Aslında ilk reaksiyonum tam olarak Taabe’nin verdiği tepkiye benziyor. Taabe’nin Predator’ı gördüğünde Komançi dilinde söylediği bir cümle vardı. “Bu nasıl bir saçmalık böyle,” gibi bir anlam taşıyor. Şaka bir yana, kostümüyle gördüğümde gerçekten aklım başımda gitmişti.
Amerikan tarihindeki bir süreci tek bir filmde en büyük popüler kültür serilerinden birinin dokusuyla birleştirmek bir aktör olarak size nasıl hissettirdi?
Bu kadar yeni ve özgün bir şeyin parçası olmak benim için bir onurdu. Komançi halkının doğru temsilini sunan bir işte yer almak da gurur verici. Yapımcımız, Jhane Myers, onun bunda payı büyük elbette. Kendisi de bir Komançi kadını. Bugüne kadar Amerikan yerlilerinin çoğunlukla yanlış temsilleriyle karşılaştık. Doğru yapılan bir işle karşılaşmak, bunun parçası olmak onur verici.
Evet, Komançi ulusuna mensup bir karakteri canlandırıyorsunuz. Büyük bir av etkinliği var. Bu avı, gerçek Predator avıyla nasıl karşılaştırırsınız?
İki durumda da takip unsuru var, tehlike unsuru var. Predator’ın zihinsel ve fiziksel olarak alelade bir rakipten daha ürkütücü olması anlamında farklılıklar var tabii. Günün sonunda içgüdüsel, ilkel bir soru çıkıyor karşımıza: Onu nasıl öldüreceğim?
Bu sizin ilk filminiz. Önemli bir film, geniş bir evren. Bu filme ve rolünüze nasıl hazırlandınız?
Dört haftalık bir kampa girdik. Yoğun bir şekilde binicilik alıştırmaları yaptım. Tabii geri dönüp serinin tüm filmlerini tekrar izledim. Her şeyi doğru algıladığımdan emin olmam gerekiyordu, filmlerden ilham almak ve bunları rolüme entegre etmek istedim. Bunun yanında senaryoyu dikkatle okudum, repliklerime tek tek çalıştım. Doğru yerde olduğumdan emin olmak için zihinsel olarak hazırlamaya çalıştım kendimi. Benim için çok eğiticiydi. Çekim sürecinin nasıl işlediğini görebilmek başlı başına bir mesele.
Bize biraz karakteriniz Taabe’den bahseder misiniz? Bu evrendeki yeri, rolü nedir? İzleyiciler karakterinizden ne beklemeli?
Taabe hakkında en sevdiğim şeylerden biri, onun bir savaşçı olması. Güçlü, sert bir karakter ama aynı zamanda iyi huylu, nazik biri.

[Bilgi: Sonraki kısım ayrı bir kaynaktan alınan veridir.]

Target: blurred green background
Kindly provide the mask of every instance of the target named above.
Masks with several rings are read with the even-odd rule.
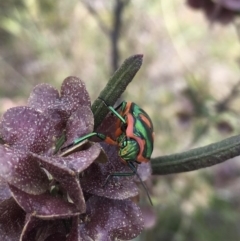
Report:
[[[210,24],[184,0],[1,1],[0,112],[70,75],[94,100],[124,59],[143,54],[123,98],[152,117],[153,156],[239,134],[238,27]],[[142,201],[148,229],[135,240],[240,240],[238,159],[149,180],[154,207]]]

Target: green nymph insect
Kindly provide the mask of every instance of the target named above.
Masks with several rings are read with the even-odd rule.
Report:
[[[99,98],[100,99],[100,98]],[[114,176],[133,176],[137,175],[143,185],[150,203],[151,198],[146,186],[137,173],[137,165],[149,162],[153,151],[154,131],[153,124],[148,114],[133,102],[123,101],[119,106],[113,108],[100,99],[107,108],[118,118],[116,122],[115,137],[111,137],[102,133],[92,132],[83,137],[76,139],[70,145],[61,149],[64,151],[74,147],[90,137],[97,136],[108,144],[117,145],[119,147],[118,155],[122,161],[129,166],[131,172],[116,172],[108,175],[104,185],[106,185],[111,177]]]

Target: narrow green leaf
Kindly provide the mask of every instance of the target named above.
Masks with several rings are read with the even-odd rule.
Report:
[[[240,135],[204,147],[151,159],[153,175],[189,172],[240,155]]]
[[[99,98],[103,99],[108,105],[114,105],[140,69],[142,60],[143,55],[141,54],[133,55],[126,59],[110,78],[106,87],[100,93]],[[109,110],[101,100],[96,99],[92,105],[92,112],[95,120],[94,129],[96,129],[101,124]]]

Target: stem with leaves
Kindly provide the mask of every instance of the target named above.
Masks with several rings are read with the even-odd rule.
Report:
[[[110,78],[99,95],[108,105],[114,105],[132,81],[142,65],[142,57],[142,55],[129,57]],[[97,99],[92,105],[92,111],[95,118],[95,128],[97,128],[107,115],[108,109],[102,101]],[[239,155],[240,135],[237,135],[190,151],[152,158],[151,165],[153,175],[165,175],[217,165]]]

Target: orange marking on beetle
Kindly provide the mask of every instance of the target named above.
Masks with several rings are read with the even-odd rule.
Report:
[[[133,123],[134,122],[134,118],[131,114],[127,114],[127,123]],[[127,130],[126,130],[126,134],[128,137],[136,140],[136,142],[139,145],[139,154],[137,156],[137,161],[139,162],[148,162],[149,160],[147,158],[145,158],[143,156],[143,152],[144,152],[144,146],[145,146],[145,140],[143,140],[142,138],[135,136],[134,132],[133,132],[133,127],[134,125],[128,125]]]
[[[141,119],[147,124],[147,126],[148,126],[150,129],[153,129],[151,122],[149,121],[149,119],[148,119],[145,115],[140,114],[140,117],[141,117]]]

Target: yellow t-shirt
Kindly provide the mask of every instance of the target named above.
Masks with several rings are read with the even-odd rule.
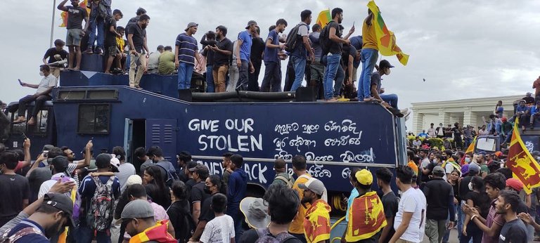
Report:
[[[368,25],[366,21],[362,24],[362,48],[372,48],[379,50],[377,46],[377,37],[375,34],[375,19],[371,20],[371,25]]]
[[[305,176],[298,177],[298,179],[295,181],[295,184],[292,185],[292,190],[298,192],[298,195],[300,196],[300,201],[304,198],[304,190],[298,188],[298,184],[305,183],[310,178],[311,178],[311,176],[306,173]],[[306,205],[308,209],[310,206],[309,204]],[[295,218],[292,223],[290,224],[290,226],[289,226],[290,232],[293,234],[304,234],[304,218],[306,216],[306,210],[307,209],[304,208],[304,206],[302,206],[302,204],[298,206],[298,215],[296,216],[296,218]]]

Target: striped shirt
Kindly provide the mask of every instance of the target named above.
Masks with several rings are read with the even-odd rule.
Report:
[[[176,46],[178,46],[178,60],[194,65],[195,52],[198,50],[197,40],[193,37],[182,33],[176,37]]]

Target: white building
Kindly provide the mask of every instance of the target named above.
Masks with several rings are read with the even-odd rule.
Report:
[[[447,124],[454,127],[455,122],[461,126],[472,125],[476,129],[484,124],[482,117],[487,120],[494,113],[497,101],[503,101],[504,116],[510,117],[513,115],[514,101],[522,98],[520,95],[412,103],[413,127],[409,130],[418,134],[422,130],[427,131],[431,123],[435,127],[439,123],[444,127]]]

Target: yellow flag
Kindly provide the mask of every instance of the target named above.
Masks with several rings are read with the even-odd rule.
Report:
[[[396,44],[396,36],[394,32],[390,31],[382,20],[379,7],[371,0],[368,3],[368,8],[373,13],[375,34],[377,37],[377,46],[382,55],[396,55],[399,63],[404,65],[407,65],[409,55],[401,51],[401,49]]]
[[[540,167],[523,143],[518,129],[519,119],[515,121],[512,140],[508,148],[506,166],[512,170],[514,178],[523,183],[523,190],[530,194],[532,188],[540,185]]]
[[[332,20],[332,15],[330,14],[330,9],[326,9],[319,13],[316,23],[319,25],[321,25],[321,29],[322,29],[326,26],[326,24],[330,20]]]

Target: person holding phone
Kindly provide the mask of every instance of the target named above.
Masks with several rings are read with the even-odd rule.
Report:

Temiz bir kalbi var, her zaman doğru şeyleri yapmaya çalışıyor. İşler her zaman onun istediği gibi gitmiyor ama bir şeyin doğru olduğuna inandığında mutlaka peşinden gidiyor. Filmi izleyen gençlere örnek olmasını istediğim özellikleri var. Güçlü olabilirsiniz, savaşçı olabilirsiniz ama bunun yanında merhametli ve nazik de olabilirsiniz.
Filmin Komançi dilinde dublaj opsiyonu da olacak. Çok önemli bir konu bu aslında. Siz nasıl yaklaşıyorsunuz buna?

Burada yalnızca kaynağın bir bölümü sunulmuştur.